Rihanna y el peligro de perdonar los malos tratos

Laura Sánchez
Laura Sánchez Periodista

8 de mayo. La mujer del día es hoy la cantante Rihanna, una mujer que ha sido capaz de perdonar los malos tratos y empezar de nuevo con una pareja agresiva. Si la violencia doméstica no fuese un asunto de vida o muerte no nos importaría nada el tratamiento que ha hecho de este episodio la cantante de Barbados. Pero resulta que son muchas las mujeres que mueren a manos de sus parejas y no podemos dejar de ver con recelo el comportamiento de Rihanna.

Víctima de malos tratos

Ocurrió en el 2009 y desde entonces Rihanna y Chris Brown se han reconciliado, se han perdonado, se han vuelto a amar y se han vuelto a dejar. Una foto de Rihanna con la cara destrozada a golpes dio la vuelta al mundo en las redes sociales y el rapero Chris Brown no pudo negarlo. Había agredido a su pareja y por ello le condenaron y le impusieron una orden de alejamiento.

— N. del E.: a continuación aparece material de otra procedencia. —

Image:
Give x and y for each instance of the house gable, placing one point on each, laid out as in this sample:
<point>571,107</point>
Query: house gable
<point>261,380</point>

Mientras tanto, la víctima de esos malos tratos, Rihanna, se debatía entre superar la agresión, olvidarla o perdonarla. Finalmente decidió perdonarla, algo que criticaron por igual fans y medios de comunicación. Que perdones a una ex pareja condenada por agredirte, que seas una víctima mundialmente reconocida de malos tratos y decidas hacer borrón y cuenta nueva con el agresor, no deja de ser sorprendente. ¿Censurable?

Solo los jueces tienen la capacidad de juzgar el comportamiento de las personas. Y fueron unos jueces los que declararon culpable a Chris Brown. En cuanto al comportamiento de Rihanna y su capacidad de perdón, unos la consideran admirable, mientras que a otras nos parece escalofriante. La decisión en estos casos es siempre muy personal, pero cuando se mediatiza la violencia doméstica, te arriesgas al juicio público.

¿Cómo separar la estrella de la persona?. El caso de Rihanna y Chris Brown nos demuestra que la violencia de género no es exclusiva de las familias más pobres y desestructuradas. Los famosos también ejercen y sufren malos tratos, un asunto al que hay que encarar desde la raíz, que no es otra que la desigualdad entre mujeres y hombres.